Suppose I have a parabolic equation: $y=-\frac{1}{4}(x-h)^2+k$
Given two points, how can I find an $h$ & $k$ to fit the equation to pass through both of these points?
For example: for points $(0, 0)$ & $(10, 0)$, $y=-\frac{1}{4}(x-5)^2+\frac{25}{4}$, will pass through the two points. However, I got lost on what to do when there's a difference in the $y$-coordinates between the two points like for $(0, 0)$ & $(10,-4)$.
You have the points that you can plug into $$ y = a (x-h)^2 + k $$ to get the necessary equations.
For your case $a=-\tfrac{1}{4}$ and
$$\begin{aligned} y_1 & = -\tfrac{1}{4} ( x_1 - h )^2 + k \\ y_2 & = -\tfrac{1}{4} ( x_2 - h )^2 + k \\ \end{aligned}$$
for some pair $(x_1,y_1)$ and $(x_2,y_2)$ of points.

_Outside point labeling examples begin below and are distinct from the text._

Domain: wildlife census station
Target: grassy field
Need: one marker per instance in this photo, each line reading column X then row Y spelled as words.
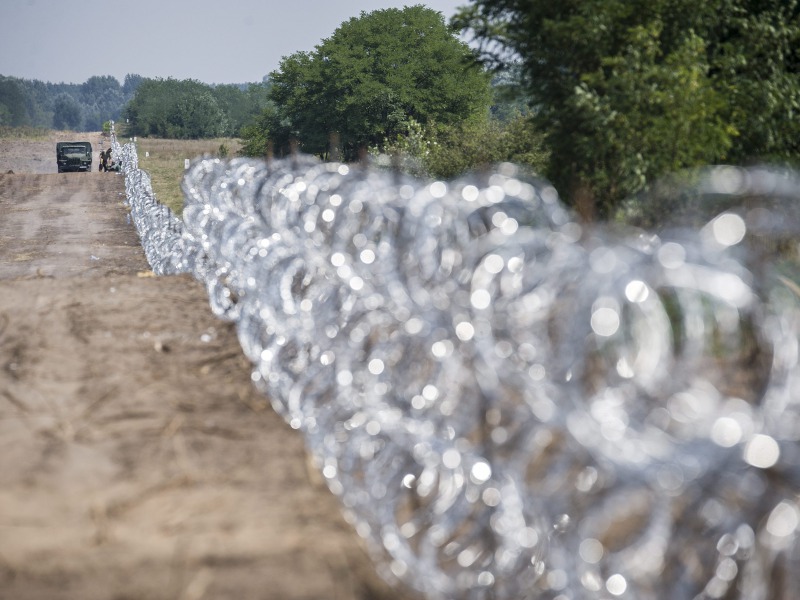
column 164, row 160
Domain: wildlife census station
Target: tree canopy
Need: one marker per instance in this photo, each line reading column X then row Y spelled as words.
column 374, row 76
column 629, row 90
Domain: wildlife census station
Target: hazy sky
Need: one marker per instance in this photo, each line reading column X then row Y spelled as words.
column 222, row 41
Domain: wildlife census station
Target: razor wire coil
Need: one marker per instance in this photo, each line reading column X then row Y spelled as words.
column 508, row 403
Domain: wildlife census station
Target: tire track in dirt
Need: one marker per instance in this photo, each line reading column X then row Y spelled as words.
column 136, row 459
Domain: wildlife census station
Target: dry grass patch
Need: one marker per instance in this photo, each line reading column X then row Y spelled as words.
column 163, row 160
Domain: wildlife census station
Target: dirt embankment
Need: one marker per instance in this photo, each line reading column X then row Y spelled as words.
column 136, row 460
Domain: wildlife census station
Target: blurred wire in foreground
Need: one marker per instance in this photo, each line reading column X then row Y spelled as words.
column 508, row 403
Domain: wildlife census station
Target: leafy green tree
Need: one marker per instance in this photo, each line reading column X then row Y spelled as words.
column 375, row 75
column 629, row 90
column 448, row 151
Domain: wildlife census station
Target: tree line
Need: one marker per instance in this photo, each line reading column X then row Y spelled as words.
column 80, row 107
column 171, row 108
column 601, row 97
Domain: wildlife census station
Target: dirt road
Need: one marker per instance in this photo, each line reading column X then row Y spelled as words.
column 136, row 460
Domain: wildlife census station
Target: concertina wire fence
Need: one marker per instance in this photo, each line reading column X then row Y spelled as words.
column 510, row 404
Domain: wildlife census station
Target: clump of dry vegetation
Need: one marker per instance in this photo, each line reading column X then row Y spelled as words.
column 164, row 160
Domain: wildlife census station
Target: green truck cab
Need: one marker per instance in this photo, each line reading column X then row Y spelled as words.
column 74, row 156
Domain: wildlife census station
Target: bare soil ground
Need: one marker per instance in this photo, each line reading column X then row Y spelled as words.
column 136, row 459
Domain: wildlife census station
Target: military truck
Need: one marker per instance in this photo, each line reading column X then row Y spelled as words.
column 74, row 156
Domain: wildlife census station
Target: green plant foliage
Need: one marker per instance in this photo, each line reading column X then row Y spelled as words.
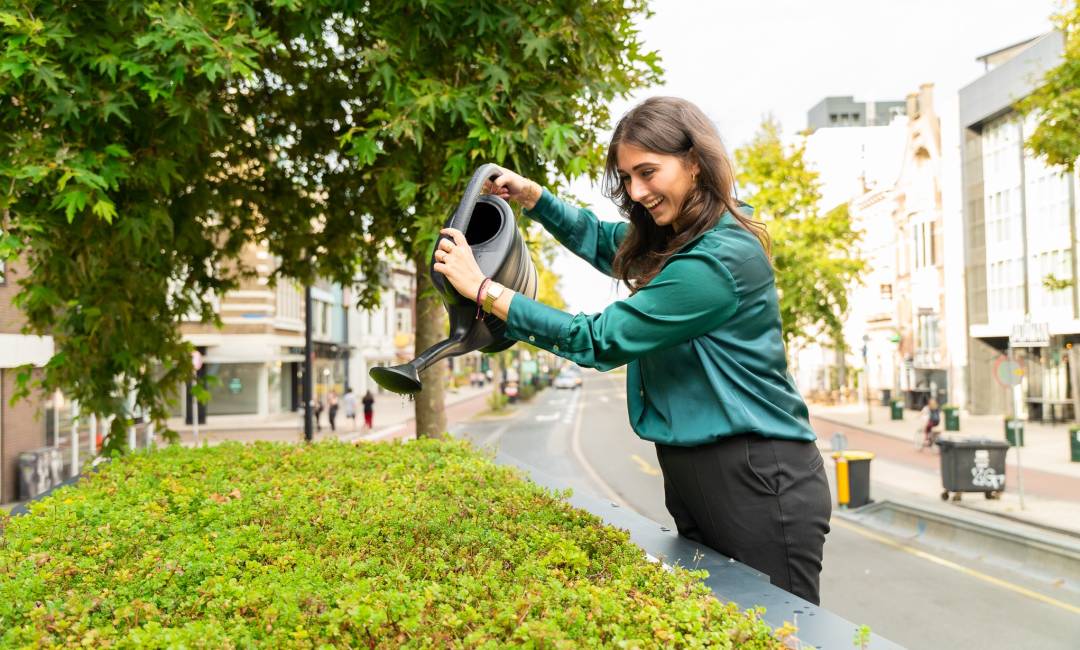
column 143, row 145
column 1056, row 102
column 426, row 544
column 814, row 256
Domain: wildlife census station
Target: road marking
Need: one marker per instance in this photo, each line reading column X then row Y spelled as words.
column 576, row 447
column 952, row 565
column 568, row 416
column 644, row 465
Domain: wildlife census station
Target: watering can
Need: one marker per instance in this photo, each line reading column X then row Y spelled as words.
column 501, row 254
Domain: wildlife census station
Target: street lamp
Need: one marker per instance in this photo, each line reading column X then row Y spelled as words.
column 866, row 378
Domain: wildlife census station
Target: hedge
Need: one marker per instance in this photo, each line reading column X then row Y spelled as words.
column 424, row 544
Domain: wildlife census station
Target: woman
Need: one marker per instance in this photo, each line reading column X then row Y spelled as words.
column 931, row 419
column 368, row 403
column 707, row 377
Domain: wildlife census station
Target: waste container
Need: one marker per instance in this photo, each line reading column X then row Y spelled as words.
column 896, row 410
column 972, row 465
column 852, row 477
column 952, row 417
column 1014, row 432
column 39, row 471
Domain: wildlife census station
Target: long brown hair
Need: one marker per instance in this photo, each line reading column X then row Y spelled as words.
column 676, row 127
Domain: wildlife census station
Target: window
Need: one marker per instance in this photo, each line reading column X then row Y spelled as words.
column 923, row 244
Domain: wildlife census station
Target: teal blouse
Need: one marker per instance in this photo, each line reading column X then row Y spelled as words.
column 702, row 340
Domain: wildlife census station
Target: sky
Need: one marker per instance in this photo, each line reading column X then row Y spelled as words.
column 740, row 61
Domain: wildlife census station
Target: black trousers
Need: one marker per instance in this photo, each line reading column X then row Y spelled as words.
column 763, row 501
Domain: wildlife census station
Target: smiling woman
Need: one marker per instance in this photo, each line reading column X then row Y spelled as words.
column 706, row 374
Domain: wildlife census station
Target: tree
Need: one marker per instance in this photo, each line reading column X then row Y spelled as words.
column 146, row 144
column 1056, row 103
column 814, row 255
column 458, row 83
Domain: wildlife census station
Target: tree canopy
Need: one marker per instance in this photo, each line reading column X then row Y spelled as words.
column 145, row 144
column 1056, row 102
column 814, row 254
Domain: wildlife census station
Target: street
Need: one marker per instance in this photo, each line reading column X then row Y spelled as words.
column 916, row 596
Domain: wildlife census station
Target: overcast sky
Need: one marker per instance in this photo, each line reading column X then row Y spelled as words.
column 741, row 61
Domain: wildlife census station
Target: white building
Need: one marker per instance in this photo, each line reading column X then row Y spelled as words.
column 851, row 159
column 1020, row 242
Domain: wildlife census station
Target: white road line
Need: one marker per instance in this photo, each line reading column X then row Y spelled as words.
column 576, row 447
column 644, row 465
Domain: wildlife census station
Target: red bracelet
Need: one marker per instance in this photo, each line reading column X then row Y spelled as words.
column 480, row 297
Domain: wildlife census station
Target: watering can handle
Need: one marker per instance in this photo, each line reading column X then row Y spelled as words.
column 463, row 214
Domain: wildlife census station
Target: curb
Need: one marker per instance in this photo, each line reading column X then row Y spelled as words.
column 1008, row 546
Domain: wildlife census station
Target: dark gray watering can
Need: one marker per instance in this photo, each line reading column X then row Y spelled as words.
column 501, row 254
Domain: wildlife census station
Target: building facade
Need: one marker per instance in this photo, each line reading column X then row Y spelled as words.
column 1020, row 221
column 851, row 160
column 28, row 424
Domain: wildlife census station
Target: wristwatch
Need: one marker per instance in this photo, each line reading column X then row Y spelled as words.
column 494, row 290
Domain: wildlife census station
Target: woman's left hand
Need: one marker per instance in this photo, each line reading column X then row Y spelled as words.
column 454, row 259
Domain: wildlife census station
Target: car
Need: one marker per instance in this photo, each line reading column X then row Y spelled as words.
column 568, row 378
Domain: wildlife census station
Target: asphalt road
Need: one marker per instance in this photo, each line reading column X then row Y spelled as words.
column 915, row 596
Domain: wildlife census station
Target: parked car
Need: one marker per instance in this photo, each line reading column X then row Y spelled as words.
column 568, row 378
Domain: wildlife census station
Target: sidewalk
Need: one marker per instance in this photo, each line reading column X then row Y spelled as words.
column 393, row 419
column 1051, row 483
column 393, row 414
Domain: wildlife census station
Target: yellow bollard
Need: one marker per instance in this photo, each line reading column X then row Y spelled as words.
column 852, row 477
column 842, row 486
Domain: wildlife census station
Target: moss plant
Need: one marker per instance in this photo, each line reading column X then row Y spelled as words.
column 427, row 544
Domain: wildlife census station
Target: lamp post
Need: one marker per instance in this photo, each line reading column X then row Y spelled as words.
column 308, row 367
column 866, row 379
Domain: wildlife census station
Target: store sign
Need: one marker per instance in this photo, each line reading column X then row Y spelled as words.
column 1029, row 335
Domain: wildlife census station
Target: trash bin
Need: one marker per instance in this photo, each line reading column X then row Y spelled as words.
column 1014, row 432
column 896, row 410
column 852, row 477
column 39, row 471
column 952, row 417
column 972, row 465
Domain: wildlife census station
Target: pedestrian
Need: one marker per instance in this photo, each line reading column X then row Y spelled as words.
column 368, row 402
column 931, row 419
column 332, row 406
column 349, row 402
column 706, row 379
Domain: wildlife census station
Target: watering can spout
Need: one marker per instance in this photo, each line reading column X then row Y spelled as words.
column 488, row 225
column 405, row 378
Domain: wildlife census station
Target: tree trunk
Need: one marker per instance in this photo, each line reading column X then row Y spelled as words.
column 430, row 328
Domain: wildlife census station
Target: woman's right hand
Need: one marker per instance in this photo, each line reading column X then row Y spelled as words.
column 514, row 187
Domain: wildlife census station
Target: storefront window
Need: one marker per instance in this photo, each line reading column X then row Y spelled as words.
column 237, row 391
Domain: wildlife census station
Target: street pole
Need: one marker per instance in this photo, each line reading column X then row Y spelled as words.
column 1016, row 392
column 866, row 379
column 308, row 367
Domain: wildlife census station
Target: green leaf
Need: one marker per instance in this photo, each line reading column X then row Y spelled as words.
column 105, row 210
column 71, row 201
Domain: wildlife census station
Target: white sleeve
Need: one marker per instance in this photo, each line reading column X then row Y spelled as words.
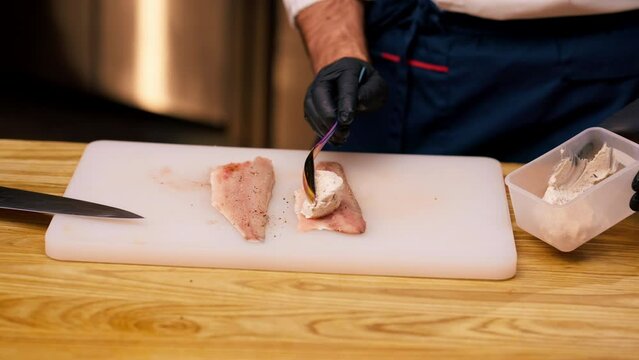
column 293, row 7
column 530, row 9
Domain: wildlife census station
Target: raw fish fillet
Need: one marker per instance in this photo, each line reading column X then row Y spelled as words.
column 348, row 216
column 241, row 192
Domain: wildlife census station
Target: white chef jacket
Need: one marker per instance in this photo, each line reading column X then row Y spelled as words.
column 509, row 9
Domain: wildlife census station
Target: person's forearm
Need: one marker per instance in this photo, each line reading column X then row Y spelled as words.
column 333, row 29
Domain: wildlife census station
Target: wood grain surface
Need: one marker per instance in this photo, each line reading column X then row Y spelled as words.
column 581, row 305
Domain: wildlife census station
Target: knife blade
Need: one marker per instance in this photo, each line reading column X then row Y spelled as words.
column 16, row 199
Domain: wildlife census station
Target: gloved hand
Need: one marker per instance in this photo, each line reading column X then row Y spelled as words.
column 634, row 200
column 337, row 94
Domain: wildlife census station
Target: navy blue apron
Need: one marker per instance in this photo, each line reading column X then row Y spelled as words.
column 461, row 85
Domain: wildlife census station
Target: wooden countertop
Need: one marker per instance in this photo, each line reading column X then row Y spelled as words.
column 583, row 304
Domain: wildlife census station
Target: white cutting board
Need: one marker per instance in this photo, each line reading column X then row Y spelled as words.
column 432, row 216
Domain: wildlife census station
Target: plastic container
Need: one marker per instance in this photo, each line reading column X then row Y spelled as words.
column 568, row 226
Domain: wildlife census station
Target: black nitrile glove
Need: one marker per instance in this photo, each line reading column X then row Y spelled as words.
column 337, row 94
column 634, row 200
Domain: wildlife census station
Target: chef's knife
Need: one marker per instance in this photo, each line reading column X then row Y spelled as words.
column 44, row 203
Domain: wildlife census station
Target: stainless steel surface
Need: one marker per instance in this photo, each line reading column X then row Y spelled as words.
column 16, row 199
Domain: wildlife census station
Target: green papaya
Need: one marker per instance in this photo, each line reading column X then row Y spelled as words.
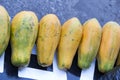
column 4, row 29
column 71, row 34
column 90, row 43
column 109, row 46
column 24, row 31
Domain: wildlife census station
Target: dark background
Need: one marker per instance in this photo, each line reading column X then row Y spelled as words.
column 103, row 10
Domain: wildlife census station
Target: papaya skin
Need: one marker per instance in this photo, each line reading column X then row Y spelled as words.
column 109, row 47
column 4, row 29
column 71, row 34
column 118, row 59
column 48, row 38
column 90, row 42
column 24, row 31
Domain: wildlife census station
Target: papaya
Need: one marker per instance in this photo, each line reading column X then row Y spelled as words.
column 24, row 29
column 71, row 34
column 4, row 29
column 118, row 59
column 109, row 47
column 48, row 38
column 90, row 43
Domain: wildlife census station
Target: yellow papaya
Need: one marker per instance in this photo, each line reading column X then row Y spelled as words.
column 109, row 47
column 118, row 59
column 24, row 30
column 90, row 43
column 71, row 34
column 48, row 38
column 4, row 29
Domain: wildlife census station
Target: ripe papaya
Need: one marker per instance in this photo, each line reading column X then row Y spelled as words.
column 71, row 34
column 90, row 43
column 4, row 29
column 118, row 59
column 109, row 47
column 48, row 38
column 23, row 36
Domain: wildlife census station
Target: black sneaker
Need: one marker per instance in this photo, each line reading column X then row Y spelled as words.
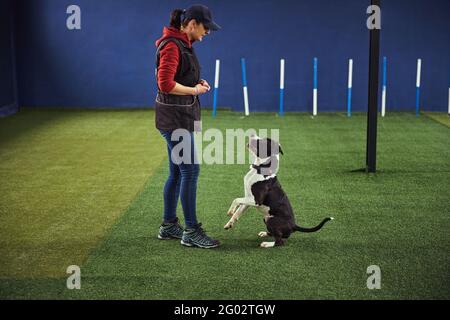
column 197, row 237
column 171, row 230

Now if you subtract one from another and expand out the binomial $(x_i -h)^2 = x_i^2 - 2 x_i h + h^2$ you can get the $h^2$ term to cancel which makes the equation solvable for $h$ quite easy
$$ y_2 - y_1 = a \left( 2 h ( x_1 - x_2 ) - x_1^2 - x_2^2 \right)$$
$$ \frac{y_2-y_1}{a} -x_2^2 + x_1^2 = 2 h ( x_1-x_2 )$$
$$ \frac{a ( x_1^2-x_2^2) -y_1 +y_2}{2 a (x_1-x_2)} = h $$
and once $h$ is known, take each one of the original equations to solve for $k$. For example
$$ k = y_1 - a (x_1-h)^2 $$
Fun fact: you can use a similar technique to find the circle that goes through three points.